Clarity - Justification: The paper was easy to follow and well written. If I could suggest something here, the authors should write the drawbacks of this method in a small separate section, as the drawbacks are currently hidden in various sections all over the place.

Significance - Justification: The idea itself is very very incremental and there's no justification to say that the idea is novel. In that sense, the paper is weak.  However, there has been an incredible amount of attention (and usage by others) given to Gatys et.al.'s Neural Style paper, and this paper addresses one of the major drawbacks of that paper, which is inference time. Considering that this paper provides a lot of practical significance and affects many ongoing work in this subfield justifies it's acceptance.

Detailed comments. (Explain the basis for your ratings while providing constructive feedback.): The authors need to spend some time doing a theoretical analysis on the main drawback of the paper, i.e. the style-transfer only works for a limited set of style images per neural network. Without this, the paper remains weak for a conference such as ICML that has higher standards of mathematical rigor.

=====

Review #3
=====
Summary of the paper (Summarize the main claims/contributions of the paper.): This paper proposes a feedforward CNN architecture to perform texture synthesis and artistic style transfer. The training algorithm follows the framework of Generative Adversarial Networks, by replacing the trainable discriminator with a pretrained CNN architecture producing texture representations. The resulting samples are of quality comparable to state-of-the-art but at a fraction of the computational cost. 

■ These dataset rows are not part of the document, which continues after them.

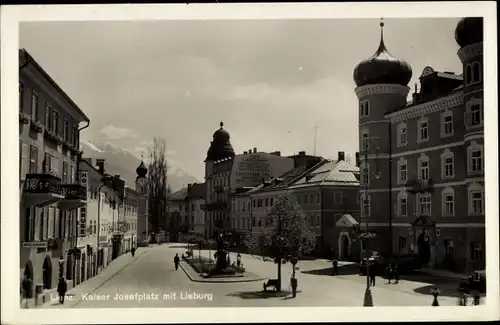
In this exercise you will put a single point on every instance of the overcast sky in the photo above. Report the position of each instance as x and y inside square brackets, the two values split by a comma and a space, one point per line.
[269, 81]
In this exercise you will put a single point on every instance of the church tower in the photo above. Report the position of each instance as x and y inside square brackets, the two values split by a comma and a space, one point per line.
[381, 82]
[141, 187]
[220, 148]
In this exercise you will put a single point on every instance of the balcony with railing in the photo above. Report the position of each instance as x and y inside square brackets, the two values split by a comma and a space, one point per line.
[420, 185]
[75, 196]
[42, 189]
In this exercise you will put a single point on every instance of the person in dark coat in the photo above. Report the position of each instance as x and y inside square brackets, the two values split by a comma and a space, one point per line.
[62, 286]
[335, 266]
[389, 272]
[176, 261]
[395, 272]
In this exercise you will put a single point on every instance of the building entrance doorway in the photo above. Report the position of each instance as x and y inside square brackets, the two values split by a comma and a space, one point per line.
[424, 248]
[47, 273]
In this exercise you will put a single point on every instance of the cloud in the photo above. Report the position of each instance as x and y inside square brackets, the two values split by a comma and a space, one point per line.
[114, 133]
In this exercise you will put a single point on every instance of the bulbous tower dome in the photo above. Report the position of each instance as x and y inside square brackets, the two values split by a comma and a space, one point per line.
[220, 147]
[141, 170]
[382, 67]
[469, 30]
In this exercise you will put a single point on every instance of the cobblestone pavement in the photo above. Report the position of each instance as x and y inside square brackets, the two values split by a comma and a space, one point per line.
[150, 280]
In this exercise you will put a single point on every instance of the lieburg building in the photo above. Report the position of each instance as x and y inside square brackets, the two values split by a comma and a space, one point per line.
[428, 197]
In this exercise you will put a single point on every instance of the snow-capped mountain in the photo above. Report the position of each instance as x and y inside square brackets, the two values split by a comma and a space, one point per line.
[124, 163]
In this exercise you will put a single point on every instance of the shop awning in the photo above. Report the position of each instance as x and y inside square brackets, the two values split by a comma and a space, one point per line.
[41, 190]
[346, 221]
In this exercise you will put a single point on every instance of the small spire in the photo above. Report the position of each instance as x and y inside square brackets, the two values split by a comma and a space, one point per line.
[381, 47]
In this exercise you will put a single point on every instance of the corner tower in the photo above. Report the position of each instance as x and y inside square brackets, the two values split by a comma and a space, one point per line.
[381, 82]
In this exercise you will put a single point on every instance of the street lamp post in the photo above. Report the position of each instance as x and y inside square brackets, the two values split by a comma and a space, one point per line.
[374, 141]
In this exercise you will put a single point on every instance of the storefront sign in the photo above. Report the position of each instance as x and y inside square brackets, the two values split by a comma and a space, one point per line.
[35, 244]
[83, 222]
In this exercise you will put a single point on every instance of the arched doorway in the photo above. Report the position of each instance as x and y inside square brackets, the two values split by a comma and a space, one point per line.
[47, 273]
[424, 248]
[28, 274]
[82, 266]
[345, 247]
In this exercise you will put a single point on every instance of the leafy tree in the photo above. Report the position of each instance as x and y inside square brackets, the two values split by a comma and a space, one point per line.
[250, 242]
[157, 184]
[291, 232]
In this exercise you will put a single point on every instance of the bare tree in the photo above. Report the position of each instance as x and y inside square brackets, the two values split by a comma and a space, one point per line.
[157, 184]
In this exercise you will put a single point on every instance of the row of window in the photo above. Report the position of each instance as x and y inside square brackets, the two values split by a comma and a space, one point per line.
[476, 252]
[49, 222]
[28, 163]
[423, 205]
[475, 165]
[52, 117]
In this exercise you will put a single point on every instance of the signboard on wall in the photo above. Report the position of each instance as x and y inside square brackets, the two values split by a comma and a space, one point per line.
[84, 175]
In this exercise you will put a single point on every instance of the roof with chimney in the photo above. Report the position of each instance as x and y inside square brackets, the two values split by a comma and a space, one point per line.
[196, 191]
[332, 172]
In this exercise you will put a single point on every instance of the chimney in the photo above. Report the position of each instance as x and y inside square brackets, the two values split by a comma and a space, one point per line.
[89, 161]
[100, 165]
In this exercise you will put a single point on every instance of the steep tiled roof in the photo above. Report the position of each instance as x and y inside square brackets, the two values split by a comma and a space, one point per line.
[179, 195]
[196, 191]
[330, 173]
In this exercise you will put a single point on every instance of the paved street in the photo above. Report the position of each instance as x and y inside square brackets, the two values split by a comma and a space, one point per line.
[150, 280]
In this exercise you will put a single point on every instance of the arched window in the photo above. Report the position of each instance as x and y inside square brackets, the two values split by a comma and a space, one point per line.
[365, 205]
[447, 164]
[476, 72]
[468, 74]
[448, 202]
[402, 204]
[476, 199]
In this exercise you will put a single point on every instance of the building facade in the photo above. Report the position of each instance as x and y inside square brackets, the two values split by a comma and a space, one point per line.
[50, 191]
[225, 172]
[423, 160]
[327, 193]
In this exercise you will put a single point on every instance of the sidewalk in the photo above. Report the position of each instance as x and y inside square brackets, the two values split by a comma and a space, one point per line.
[74, 295]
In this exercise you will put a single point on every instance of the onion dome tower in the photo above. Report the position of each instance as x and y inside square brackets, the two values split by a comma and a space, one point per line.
[220, 147]
[382, 87]
[382, 67]
[141, 170]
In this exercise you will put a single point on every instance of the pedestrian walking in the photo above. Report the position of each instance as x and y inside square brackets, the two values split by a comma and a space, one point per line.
[335, 266]
[61, 290]
[388, 271]
[176, 261]
[396, 273]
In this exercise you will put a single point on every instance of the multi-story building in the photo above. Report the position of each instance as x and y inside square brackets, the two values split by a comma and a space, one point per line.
[178, 216]
[327, 192]
[142, 189]
[226, 172]
[423, 160]
[196, 203]
[49, 191]
[96, 219]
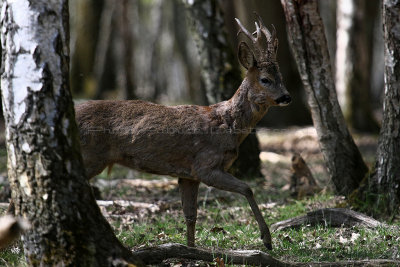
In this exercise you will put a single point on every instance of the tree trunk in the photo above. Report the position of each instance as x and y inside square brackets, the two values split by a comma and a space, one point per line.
[386, 181]
[124, 49]
[353, 63]
[84, 35]
[221, 74]
[306, 34]
[49, 187]
[103, 68]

Clarity - Justification: The paper is clearly written, with enough rigor and description of prior art. 

Significance - Justification: The main contribution of this paper is a fast algorithm that produces high quality texture synthesis and style transfer. It is an interesting adaptation of two recent models (the texture models of Gathys et al on the one hand, the Generative adversarial networks of Goodfellow et al) that is of relevance to the computer vision community. 

Detailed comments. (Explain the basis for your ratings while providing constructive feedback.): - Besides the (excellent) numerical results, and given that this is primarily a Machine Learning conference, I found that the paper lacks a comparative analysis of the two sampling strategies: the expensive sampling in Gatys et al on the one hand versus the fast sampling proposed in the current paper. The first one is an approximation of the maximum entropy distribution, which gives some guarantees and insights on the corresponding statistical model. How about the second one? Do they have comparatively similar entropy? How well do they match the empirical moments on average?   - Despite the fact that pretrained CNNs produce good texture representations through the Gram matrices, a question remains. Is it the best possible texture representation? If we take DCGAN and plug Gram matrices to obtain a completely unsupervised algorithm (adapted to stationary processes), what happens? 

=====